Delhi food blogger allegedly hacked girlfriend into pieces – Inquirer.net


Aftab Amin Poonawala (left) had strangled Ms Shraddha Walkar and then cut her body into at least 35 pieces. The Straits Times/Asia News Network

BENGALURU, India – Police in Delhi have arrested a 28-year-old man for allegedly killing his live-in partner, cutting her into pieces and dumping them across the capital.

The murder investigation has revealed a bloody cover-up and a history of domestic violence, which the victim is said to have been trying to escape from before she was killed.

The accused, Aftab Amin Poonawala, a chef and fitness blogger, lived in a rented house in Delhi with Ms. Shraddha Walkar, a 27-year-old call center employee, since May this year.

The couple had met through the dating app Bumble in 2019 in Mumbai, where they are both from.

Ankit Chauhan, a senior police official in Delhi’s south district, said police have so far recovered about a dozen body parts from the Mehrauli forest on the city’s outskirts, near the couple’s residence.

“The recovered parts have been sent for DNA testing. Search is on for the other missing parts,” Chauhan said.

The case came to light when her father, Mr. Sharad Walkar, complained to the Mumbai police that his daughter was missing.

Mr Walkar, who lives in Mumbai, was worried because his boyfriend of three years had allegedly been abusive.

On November 9, the Mumbai police contacted their counterparts in Delhi.

“At first, Aftab said that they had had a fight and she had left him.
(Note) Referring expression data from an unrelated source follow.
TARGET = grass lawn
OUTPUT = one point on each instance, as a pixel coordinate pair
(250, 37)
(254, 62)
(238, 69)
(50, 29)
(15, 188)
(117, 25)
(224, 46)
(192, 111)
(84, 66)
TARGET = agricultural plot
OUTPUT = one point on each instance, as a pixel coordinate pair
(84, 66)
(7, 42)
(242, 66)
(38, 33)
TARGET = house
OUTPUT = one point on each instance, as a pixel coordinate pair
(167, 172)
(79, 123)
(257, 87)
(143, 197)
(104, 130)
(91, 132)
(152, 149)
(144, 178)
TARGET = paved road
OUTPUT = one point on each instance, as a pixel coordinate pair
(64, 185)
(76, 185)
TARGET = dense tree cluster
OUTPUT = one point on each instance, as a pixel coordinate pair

But after sustained interrogation, she confessed that she had killed him,” Chauhan said, estimating that the killing took place in mid of May

The police arrested Mr. Poonawala on November 12. Forensic teams combed the couple’s home as well as neighboring areas, including the woods where they recovered the “severed bones.” He remains in police custody.

The latest police state memo on the incident said Mr Poonawala had strangled Ms Walkar and then cut her body into at least 35 pieces. Mr Chauhan said the accused “used the lean period of the night” to leave the house and dump the body parts in the forest for 16 to 18 days.
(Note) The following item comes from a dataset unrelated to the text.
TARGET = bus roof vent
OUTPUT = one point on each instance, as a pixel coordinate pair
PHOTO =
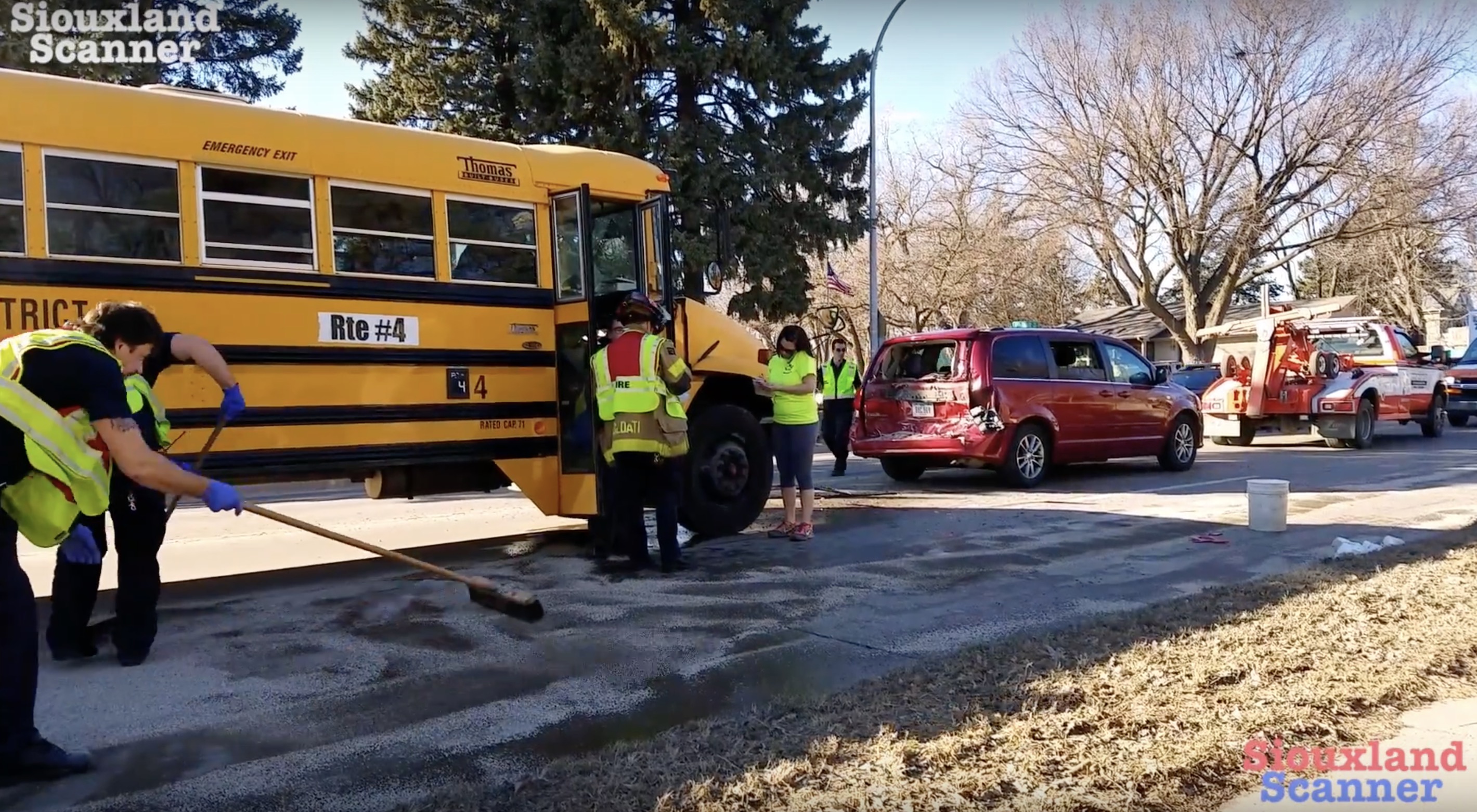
(212, 95)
Poonawala told police he was “inspired” by the American TV show Dexter, whose protagonist is a serial killer.

Police reported that they used Google searches to find ways to clean up the blood-stained floor, bought a refrigerator to preserve body parts and used incense sticks to prevent the foul smell from alerting neighbors.

The investigative team has yet to find any convincing evidence such as a murder weapon or the victim’s phone, nor have they come up with a clear motive for the gruesome murder.
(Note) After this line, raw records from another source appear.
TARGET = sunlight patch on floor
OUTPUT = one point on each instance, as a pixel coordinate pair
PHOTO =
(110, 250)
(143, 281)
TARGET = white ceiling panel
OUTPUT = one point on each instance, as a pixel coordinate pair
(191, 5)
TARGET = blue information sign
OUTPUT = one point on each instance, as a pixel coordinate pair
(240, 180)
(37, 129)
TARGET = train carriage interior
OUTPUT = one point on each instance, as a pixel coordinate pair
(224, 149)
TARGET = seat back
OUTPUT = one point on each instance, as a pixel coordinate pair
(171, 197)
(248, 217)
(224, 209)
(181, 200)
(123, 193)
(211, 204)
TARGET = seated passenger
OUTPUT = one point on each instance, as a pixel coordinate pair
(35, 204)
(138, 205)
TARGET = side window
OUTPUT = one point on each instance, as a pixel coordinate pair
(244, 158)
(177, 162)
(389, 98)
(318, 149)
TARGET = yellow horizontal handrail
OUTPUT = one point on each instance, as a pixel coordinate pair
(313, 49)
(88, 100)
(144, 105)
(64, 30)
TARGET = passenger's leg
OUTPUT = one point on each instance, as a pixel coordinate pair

There have been conflicting reports in the Indian media about what led to the alleged murder.

Some police sources have told the media that the couple often fought because Ms Walkar wanted to get married, while others said she was trying to break up with the accused. The official state police report, however, said that “at this time, it will be premature to provide a single theory that will stand the test of judicial scrutiny.”

In the police complaint, Mr Walkar, 59, said that before moving in with her boyfriend, his daughter lived in Mumbai with her younger brother and mother, who died in 2020.

Ms Walkar had been estranged from her father since 2019 because he disapproved of their relationship.

“I am a Hindu and the boy is a Muslim, and we do not believe in interfaith marriage,” Walkar’s complaint said.

She told police that after her mother’s death, Ms Walkar had admitted she wanted to leave Mr Poonawala because he beat her regularly, but moved in with him to Delhi after he apologised.

Some of Ms Walkar’s friends came forward when her phone remained switched off for more than two months, although her Instagram account remained active.

Police said Mr Poonawala operated his social media to cover up his disappearance. The ardent food blogger and photographer has over 28,000 followers on Instagram.

The gruesome details of the “Delhi fridge murder”, as some Indian channels are calling the case, have sparked divisive anti-Muslim rhetoric and sexist comments from politicians who blamed the victim for choosing a cohabiting relationship in defiance of their parents

Cohabiting relationships are legal in India, and courts extend the same rights to cohabiting women as married women, including property rights for their children and protection from domestic violence. But much of Indian society still sees it as a taboo.

The alleged killing has also revived the debate about widespread domestic violence in the country.

One in three women in the 18-49 age group in the country faces intimate partner violence, which only grew exponentially as women were locked in homes with their abusers during the lockdowns induced by pandemic, according to official data from the 2021 National Family Health Survey.